Sulle prossime elezioni comunali a Firenze scende l'ombra delle pressioni sui candidati delle liste del Centrodestra. Ad annunciarlo il candidato Ubaldo Bocci che ieri, parlando ai cronisti a margine della Mostra internazionale dell'Artigianato, ha chiarito: «In questa città, giustamente medaglia d'oro alla Resistenza, una città che ha fatto l'impossibile per liberare Firenze dal nazifascismo, oggi, 2019, tantissimi miei candidati hanno delle pressioni inverosimili perché si tolgano dalle liste». E ha proseguito chiarendo: «Ai miei candidati mandano i messaggini o prendono a braccetto qualcuno e gli dicono Ma chi te lo fa fare, guarda, magari se vieni con noi forse è meglio. Non sono cose belle. Qui non c'entra niente il 25 aprile: ma io speravo, ero convinto che questa fosse una città libera, dove ognuno liberamente potesse fare le sue scelte anche politiche. Mi rendo conto che purtroppo non è così». Per Bocci «a Firenze c'è una cappa, se non sei iscritto a quel club; si fa fatica a partecipare a tutte le attività che quel club mette a disposizione. Io non mi sono mai iscritto, è un club che non conosco: ma mi par di capire che Firenze sia una città dove c'è un sistema che ha tutto l'interesse ad autorigenerarsi». Sulla questione si sta valutando di presentare denuncia, affinché si possa chiarire da quali soggetti le pressioni sono arrivate. Firenze è una piazza difficile in cui già in passato, secondo le cronache, erano avvenute pressioni sui candidati di alcune liste. Quasi una consuetudine, insomma, da parte di qualcuno, limitare la libertà personale a candidarsi a suon di imposizioni. Ai candidati del Centrodestra fiorentino arriva la solidarietà del candidato sindaco per la stessa coalizione a Livorno: «Capisco molto bene le parole del collega Bocci - spiega - la sinistra ha capito che questa è la battaglia finale contro il loro clientelismo.
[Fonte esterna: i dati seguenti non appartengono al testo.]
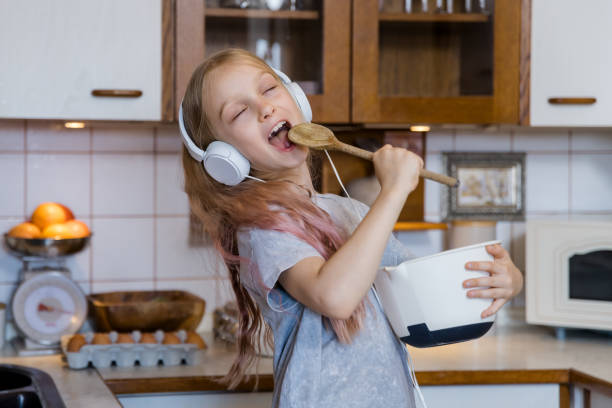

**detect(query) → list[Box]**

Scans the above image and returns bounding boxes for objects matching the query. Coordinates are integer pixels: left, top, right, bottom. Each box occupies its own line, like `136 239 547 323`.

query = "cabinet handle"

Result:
548 98 597 105
91 89 142 98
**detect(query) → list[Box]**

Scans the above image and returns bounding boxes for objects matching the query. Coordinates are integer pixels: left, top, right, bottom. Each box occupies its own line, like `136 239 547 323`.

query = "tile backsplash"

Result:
0 120 612 338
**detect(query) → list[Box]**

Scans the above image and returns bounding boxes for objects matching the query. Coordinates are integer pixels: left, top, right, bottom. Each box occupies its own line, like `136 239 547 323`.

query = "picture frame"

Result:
442 152 525 221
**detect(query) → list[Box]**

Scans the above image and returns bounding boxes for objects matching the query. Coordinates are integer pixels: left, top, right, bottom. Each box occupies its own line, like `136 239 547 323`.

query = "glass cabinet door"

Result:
204 0 350 122
353 0 521 123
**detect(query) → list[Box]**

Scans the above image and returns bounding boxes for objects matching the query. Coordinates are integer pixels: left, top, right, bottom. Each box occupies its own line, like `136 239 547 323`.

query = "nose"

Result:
259 99 275 122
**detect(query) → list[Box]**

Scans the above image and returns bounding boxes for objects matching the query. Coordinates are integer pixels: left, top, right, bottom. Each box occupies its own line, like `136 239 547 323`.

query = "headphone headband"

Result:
178 67 312 186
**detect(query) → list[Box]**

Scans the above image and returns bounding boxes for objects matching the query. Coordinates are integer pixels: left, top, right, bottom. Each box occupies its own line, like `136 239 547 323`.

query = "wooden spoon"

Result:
289 123 459 187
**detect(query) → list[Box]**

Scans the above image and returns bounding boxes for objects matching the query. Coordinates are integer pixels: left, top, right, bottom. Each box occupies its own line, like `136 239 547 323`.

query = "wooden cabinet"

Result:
351 0 521 124
0 0 173 121
526 0 612 126
177 0 351 123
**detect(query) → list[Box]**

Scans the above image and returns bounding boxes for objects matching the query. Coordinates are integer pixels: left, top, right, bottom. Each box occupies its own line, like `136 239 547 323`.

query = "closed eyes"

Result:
232 84 278 122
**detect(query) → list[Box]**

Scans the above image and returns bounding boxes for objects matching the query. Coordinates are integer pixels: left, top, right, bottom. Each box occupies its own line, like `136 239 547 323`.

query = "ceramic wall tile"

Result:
27 153 91 218
525 153 569 213
571 129 612 152
421 153 446 222
0 120 25 152
91 280 153 293
155 153 189 215
570 153 612 212
0 218 23 284
92 127 153 152
91 218 153 282
425 129 455 153
156 125 183 152
66 217 97 282
513 128 569 152
157 279 218 331
455 129 510 152
0 153 25 217
93 154 154 216
156 217 221 279
27 121 91 152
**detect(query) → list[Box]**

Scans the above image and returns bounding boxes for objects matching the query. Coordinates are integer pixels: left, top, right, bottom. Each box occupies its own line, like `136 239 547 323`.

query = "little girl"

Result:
181 49 522 407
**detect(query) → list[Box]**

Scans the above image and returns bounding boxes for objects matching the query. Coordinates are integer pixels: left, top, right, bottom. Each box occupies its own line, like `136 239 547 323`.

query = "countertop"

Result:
99 318 612 393
0 310 612 408
0 352 121 408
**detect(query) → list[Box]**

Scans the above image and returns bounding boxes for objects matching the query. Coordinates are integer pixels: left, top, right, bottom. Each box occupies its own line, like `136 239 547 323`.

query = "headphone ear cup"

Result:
285 82 312 122
202 140 251 186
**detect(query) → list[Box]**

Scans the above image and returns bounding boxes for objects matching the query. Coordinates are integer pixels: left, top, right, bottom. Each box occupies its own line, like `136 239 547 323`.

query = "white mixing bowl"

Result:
374 241 500 347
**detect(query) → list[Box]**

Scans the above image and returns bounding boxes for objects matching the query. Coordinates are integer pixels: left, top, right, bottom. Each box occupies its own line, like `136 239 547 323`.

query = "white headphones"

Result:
178 68 312 186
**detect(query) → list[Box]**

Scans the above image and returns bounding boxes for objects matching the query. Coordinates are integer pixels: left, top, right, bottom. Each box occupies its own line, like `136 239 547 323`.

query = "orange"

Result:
8 222 40 238
56 203 74 221
40 223 72 239
32 202 73 230
64 220 89 238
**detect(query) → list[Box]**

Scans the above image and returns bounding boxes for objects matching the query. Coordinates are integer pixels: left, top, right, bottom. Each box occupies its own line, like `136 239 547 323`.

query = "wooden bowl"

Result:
88 290 206 332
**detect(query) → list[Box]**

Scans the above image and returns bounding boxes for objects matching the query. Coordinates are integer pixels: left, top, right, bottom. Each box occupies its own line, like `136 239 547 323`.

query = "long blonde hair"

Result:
182 49 365 389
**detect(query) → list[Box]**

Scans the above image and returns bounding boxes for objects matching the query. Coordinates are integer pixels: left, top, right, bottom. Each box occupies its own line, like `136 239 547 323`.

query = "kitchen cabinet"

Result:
351 0 522 124
176 0 526 125
0 0 174 121
176 0 351 123
525 0 612 126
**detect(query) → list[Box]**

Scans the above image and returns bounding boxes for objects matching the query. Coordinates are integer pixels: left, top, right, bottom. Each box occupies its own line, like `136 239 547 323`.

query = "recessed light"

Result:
64 122 85 129
410 125 430 132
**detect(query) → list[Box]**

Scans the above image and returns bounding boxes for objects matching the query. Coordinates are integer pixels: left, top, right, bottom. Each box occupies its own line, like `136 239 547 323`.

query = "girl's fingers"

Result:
463 275 512 289
480 299 507 319
465 261 506 274
467 288 512 299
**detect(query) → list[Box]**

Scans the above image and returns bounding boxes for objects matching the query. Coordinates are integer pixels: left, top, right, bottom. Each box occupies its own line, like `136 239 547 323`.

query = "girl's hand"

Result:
372 144 423 199
463 244 523 318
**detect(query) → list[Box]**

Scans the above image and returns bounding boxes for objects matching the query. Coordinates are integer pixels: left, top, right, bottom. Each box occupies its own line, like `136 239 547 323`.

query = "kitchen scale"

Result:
5 235 89 356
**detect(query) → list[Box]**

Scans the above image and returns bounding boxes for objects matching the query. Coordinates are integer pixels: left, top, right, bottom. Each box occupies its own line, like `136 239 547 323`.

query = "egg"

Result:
91 333 111 344
115 333 134 343
185 332 208 349
162 333 181 344
140 333 157 344
66 334 87 352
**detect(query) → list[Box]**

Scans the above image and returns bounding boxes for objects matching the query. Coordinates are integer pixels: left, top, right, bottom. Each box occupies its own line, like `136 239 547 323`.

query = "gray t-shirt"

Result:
238 194 415 408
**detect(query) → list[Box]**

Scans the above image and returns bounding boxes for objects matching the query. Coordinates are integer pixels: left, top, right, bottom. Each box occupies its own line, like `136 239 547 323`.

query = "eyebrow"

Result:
219 71 276 120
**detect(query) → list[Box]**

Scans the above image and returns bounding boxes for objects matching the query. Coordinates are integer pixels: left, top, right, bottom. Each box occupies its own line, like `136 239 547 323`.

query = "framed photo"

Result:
442 152 525 221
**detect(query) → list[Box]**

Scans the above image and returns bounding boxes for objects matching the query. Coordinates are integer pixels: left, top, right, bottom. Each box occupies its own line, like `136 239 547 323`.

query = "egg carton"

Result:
61 330 202 369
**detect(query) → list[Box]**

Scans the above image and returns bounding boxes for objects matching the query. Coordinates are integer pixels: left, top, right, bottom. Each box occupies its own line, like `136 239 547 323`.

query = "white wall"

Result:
0 120 612 338
0 120 229 338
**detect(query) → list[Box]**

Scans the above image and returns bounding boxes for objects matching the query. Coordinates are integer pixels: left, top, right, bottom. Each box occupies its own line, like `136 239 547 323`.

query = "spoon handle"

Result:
334 140 459 187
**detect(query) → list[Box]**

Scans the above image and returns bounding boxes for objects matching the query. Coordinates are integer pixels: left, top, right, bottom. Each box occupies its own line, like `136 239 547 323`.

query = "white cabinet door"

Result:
417 384 559 408
0 0 162 120
530 0 612 126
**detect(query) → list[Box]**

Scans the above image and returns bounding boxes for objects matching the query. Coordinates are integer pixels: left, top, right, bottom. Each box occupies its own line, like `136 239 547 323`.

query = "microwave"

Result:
525 221 612 338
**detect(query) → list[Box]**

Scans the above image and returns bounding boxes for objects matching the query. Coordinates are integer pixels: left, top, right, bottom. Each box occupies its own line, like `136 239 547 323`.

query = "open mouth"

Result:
268 120 295 151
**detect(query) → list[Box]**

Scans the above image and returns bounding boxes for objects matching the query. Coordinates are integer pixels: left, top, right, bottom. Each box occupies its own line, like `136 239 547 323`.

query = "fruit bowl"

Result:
4 234 91 258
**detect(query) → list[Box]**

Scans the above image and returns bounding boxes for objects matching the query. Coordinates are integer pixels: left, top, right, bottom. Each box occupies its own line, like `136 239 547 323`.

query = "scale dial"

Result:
11 272 87 344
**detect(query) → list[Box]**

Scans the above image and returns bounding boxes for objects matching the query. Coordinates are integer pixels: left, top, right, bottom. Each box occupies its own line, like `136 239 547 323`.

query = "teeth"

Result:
268 120 287 139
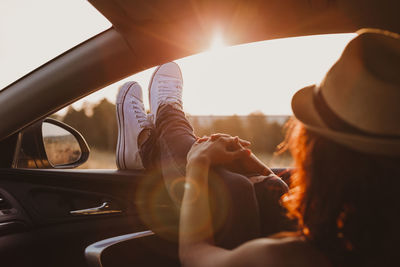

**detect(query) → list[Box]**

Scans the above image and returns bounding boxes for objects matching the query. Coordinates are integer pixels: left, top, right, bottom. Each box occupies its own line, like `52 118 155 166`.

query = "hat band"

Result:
313 87 400 139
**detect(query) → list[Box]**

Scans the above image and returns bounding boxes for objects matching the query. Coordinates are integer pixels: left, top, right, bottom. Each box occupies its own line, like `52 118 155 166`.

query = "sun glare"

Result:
209 32 226 51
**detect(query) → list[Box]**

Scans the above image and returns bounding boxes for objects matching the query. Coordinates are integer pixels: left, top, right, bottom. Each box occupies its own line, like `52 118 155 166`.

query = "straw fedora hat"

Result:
292 29 400 156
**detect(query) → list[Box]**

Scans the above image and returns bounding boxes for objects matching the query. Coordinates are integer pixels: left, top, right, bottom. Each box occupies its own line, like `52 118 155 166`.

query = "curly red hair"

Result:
282 120 400 266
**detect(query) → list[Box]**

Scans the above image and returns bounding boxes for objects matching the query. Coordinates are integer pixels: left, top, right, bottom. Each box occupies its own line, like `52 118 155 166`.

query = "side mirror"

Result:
13 118 89 169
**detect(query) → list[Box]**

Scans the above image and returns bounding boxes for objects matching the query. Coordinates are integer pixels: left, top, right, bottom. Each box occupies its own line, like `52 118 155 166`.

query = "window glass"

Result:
0 0 111 90
55 34 354 169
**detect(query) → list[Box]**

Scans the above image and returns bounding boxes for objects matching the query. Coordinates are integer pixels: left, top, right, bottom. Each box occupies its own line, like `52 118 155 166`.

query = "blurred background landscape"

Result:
52 98 292 169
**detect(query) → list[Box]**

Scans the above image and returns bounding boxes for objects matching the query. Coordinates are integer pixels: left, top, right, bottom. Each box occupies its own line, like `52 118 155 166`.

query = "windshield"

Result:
0 0 111 90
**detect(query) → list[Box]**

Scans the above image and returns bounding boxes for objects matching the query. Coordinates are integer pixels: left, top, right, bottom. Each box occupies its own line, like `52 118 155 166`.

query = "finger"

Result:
227 148 250 159
196 136 210 144
239 138 251 146
210 133 231 141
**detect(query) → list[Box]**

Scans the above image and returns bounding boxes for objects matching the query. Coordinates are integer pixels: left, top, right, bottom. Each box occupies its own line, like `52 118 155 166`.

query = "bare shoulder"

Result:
233 237 330 267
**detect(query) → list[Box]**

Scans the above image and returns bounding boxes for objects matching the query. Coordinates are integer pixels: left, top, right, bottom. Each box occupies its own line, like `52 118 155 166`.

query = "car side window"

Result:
34 34 354 169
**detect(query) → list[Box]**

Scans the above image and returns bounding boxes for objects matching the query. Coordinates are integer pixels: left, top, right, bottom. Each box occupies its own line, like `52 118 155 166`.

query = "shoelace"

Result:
157 79 183 108
131 100 152 128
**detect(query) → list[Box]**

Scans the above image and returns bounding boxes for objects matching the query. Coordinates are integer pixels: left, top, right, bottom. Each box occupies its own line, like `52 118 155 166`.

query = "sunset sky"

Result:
0 0 354 115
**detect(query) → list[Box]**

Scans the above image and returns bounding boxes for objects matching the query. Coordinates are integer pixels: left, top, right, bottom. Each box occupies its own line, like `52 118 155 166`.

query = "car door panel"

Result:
0 169 172 266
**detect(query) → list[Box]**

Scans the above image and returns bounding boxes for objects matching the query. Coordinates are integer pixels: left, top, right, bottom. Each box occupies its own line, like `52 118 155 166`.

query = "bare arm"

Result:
179 138 276 266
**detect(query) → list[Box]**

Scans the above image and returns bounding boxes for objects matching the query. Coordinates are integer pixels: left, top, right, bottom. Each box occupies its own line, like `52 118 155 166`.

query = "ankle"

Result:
138 129 151 148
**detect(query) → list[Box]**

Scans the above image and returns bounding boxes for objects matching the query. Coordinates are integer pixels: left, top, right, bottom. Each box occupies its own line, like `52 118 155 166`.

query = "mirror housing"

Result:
12 118 89 169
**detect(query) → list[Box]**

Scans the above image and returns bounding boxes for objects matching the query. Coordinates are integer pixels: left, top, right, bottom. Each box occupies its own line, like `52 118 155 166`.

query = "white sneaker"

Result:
149 62 183 123
116 82 151 170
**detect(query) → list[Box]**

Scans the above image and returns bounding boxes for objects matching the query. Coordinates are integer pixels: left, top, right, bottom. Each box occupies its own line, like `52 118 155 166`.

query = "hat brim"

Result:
292 85 400 156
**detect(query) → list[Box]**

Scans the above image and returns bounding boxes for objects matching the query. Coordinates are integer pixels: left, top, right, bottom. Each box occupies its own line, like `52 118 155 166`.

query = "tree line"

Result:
57 99 284 153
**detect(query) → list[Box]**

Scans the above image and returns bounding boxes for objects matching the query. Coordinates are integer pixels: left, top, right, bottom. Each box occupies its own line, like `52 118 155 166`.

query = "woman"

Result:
116 30 400 266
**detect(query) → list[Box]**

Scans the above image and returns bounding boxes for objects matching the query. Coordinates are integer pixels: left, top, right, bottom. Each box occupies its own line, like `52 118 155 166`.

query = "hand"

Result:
193 133 272 175
187 134 251 169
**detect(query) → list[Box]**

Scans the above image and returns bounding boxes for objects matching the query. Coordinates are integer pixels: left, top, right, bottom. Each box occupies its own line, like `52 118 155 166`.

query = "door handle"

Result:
69 201 122 216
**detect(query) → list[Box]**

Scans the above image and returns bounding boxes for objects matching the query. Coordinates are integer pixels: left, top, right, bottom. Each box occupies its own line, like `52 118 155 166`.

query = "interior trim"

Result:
85 230 154 267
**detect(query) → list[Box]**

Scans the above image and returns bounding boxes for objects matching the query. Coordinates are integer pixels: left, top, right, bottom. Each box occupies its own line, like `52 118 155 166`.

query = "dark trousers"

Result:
141 105 287 249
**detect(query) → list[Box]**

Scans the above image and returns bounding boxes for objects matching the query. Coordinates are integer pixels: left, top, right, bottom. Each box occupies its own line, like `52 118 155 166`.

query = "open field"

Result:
79 149 293 169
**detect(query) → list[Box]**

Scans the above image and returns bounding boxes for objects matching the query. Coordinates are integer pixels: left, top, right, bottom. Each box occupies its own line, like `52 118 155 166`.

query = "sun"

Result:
208 32 226 51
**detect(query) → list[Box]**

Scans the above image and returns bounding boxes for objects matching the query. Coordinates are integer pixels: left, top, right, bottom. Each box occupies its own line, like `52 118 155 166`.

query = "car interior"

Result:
0 0 400 267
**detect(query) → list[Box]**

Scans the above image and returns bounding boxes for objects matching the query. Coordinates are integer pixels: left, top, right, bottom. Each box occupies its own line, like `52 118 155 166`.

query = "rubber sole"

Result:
116 82 137 169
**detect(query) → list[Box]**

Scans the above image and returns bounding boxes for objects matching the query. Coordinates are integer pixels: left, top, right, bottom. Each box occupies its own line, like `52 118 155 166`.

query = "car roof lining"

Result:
0 0 400 139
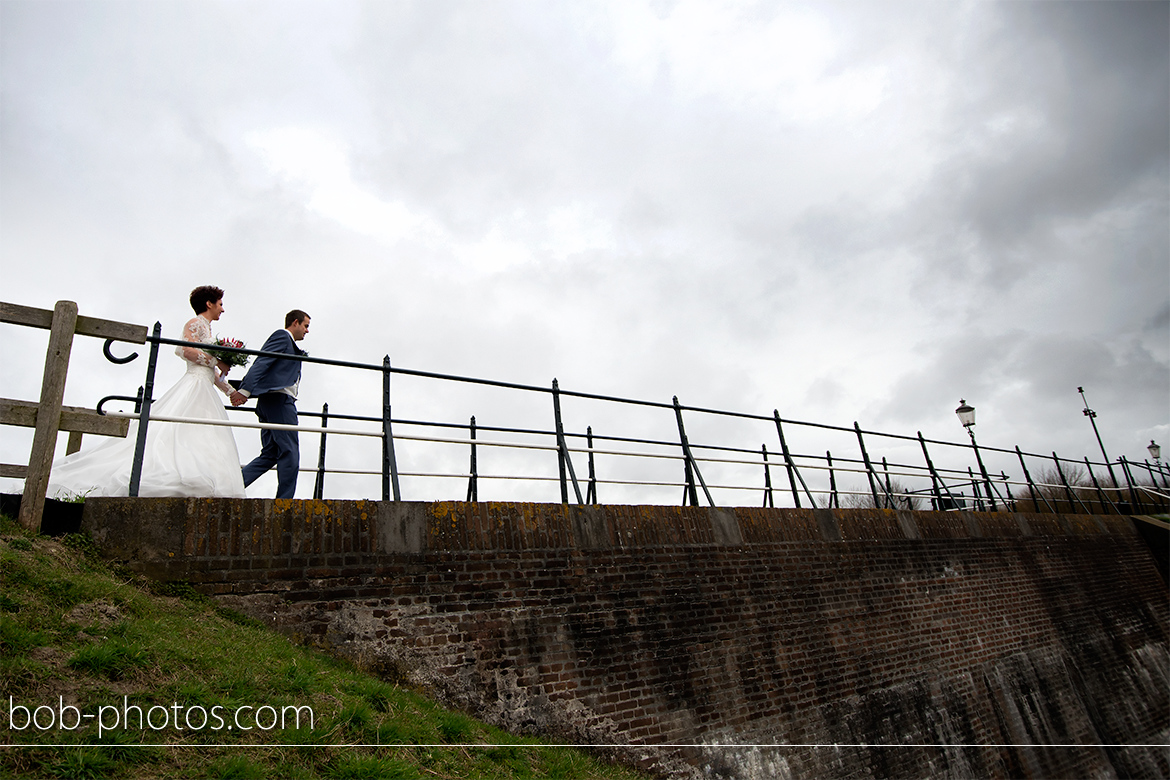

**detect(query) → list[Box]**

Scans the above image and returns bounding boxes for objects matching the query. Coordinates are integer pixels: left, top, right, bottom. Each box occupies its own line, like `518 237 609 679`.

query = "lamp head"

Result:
955 399 975 430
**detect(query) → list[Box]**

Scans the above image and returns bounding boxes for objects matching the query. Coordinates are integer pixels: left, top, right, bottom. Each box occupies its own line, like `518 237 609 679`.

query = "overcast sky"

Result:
0 0 1170 504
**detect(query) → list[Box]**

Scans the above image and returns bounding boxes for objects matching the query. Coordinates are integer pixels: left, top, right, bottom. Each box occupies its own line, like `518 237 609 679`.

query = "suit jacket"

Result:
240 327 305 398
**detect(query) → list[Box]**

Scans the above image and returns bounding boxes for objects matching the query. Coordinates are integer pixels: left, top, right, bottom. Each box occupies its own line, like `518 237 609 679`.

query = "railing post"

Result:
1085 457 1121 515
772 409 817 509
585 426 597 504
674 395 715 506
1016 444 1057 515
881 455 897 509
128 323 163 496
759 444 776 509
966 465 983 512
312 403 329 501
825 449 841 509
381 354 402 501
467 414 480 502
552 378 585 504
18 301 77 531
853 420 881 509
1117 455 1145 513
772 409 800 509
966 428 997 512
1052 453 1093 515
918 430 955 511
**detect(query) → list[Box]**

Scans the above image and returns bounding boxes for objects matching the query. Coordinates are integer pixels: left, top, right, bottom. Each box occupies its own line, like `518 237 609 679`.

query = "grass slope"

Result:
0 517 645 779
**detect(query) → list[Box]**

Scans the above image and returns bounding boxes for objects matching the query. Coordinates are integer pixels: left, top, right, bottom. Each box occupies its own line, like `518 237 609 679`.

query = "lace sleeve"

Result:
174 317 219 368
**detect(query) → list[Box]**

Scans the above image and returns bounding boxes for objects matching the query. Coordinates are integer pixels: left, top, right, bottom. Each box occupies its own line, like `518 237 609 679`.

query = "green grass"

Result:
0 517 645 780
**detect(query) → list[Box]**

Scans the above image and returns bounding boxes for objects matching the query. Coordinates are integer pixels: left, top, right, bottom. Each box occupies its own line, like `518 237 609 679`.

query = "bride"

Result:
49 285 245 498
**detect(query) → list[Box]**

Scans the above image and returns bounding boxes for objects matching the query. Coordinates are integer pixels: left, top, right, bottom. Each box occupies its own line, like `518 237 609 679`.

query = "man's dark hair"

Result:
284 309 310 327
191 284 223 315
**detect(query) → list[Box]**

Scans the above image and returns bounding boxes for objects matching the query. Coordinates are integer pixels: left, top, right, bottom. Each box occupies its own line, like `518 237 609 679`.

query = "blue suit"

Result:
240 327 305 498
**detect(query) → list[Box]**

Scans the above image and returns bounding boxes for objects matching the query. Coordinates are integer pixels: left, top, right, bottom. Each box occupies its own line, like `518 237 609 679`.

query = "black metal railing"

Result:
91 323 1170 513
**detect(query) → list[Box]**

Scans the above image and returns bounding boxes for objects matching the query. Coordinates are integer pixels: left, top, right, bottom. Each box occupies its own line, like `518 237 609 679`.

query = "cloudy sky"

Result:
0 0 1170 503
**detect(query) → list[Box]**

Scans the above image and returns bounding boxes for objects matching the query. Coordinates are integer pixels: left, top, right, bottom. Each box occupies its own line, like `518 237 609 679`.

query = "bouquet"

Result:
206 336 248 366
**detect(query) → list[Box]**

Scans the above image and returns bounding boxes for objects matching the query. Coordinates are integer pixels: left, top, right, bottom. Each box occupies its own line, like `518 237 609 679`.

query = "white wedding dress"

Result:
48 316 245 498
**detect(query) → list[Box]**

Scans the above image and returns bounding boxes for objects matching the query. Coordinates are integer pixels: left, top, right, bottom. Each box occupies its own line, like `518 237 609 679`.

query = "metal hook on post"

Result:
102 334 139 365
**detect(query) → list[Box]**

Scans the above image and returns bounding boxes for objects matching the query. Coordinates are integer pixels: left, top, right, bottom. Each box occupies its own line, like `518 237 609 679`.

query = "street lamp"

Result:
1145 439 1170 488
955 399 996 512
955 399 975 428
1076 387 1117 488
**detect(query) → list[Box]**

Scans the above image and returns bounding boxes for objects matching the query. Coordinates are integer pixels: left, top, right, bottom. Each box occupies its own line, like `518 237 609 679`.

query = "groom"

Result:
232 309 309 498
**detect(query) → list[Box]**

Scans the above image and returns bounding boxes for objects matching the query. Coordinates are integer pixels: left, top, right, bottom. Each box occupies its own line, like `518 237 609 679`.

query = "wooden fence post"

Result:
20 301 77 531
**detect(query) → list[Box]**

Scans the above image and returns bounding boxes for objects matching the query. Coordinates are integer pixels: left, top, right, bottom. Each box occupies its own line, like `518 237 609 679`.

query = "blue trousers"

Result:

Non hanno argomenti su cui controbattere e agitano un passato che non può tornare, solo per garantirsi un presente di privilegi che blocca il futuro di tutto». I sondaggi in una Toscana finora quasi totalmente governata dal Centrosinistra, danno il Centrodestra in forte crescita e, in alcune delle principali città, addirittura in pole position per vincere le amministrative. E questo, a quanto pare, a qualcuno non va giù.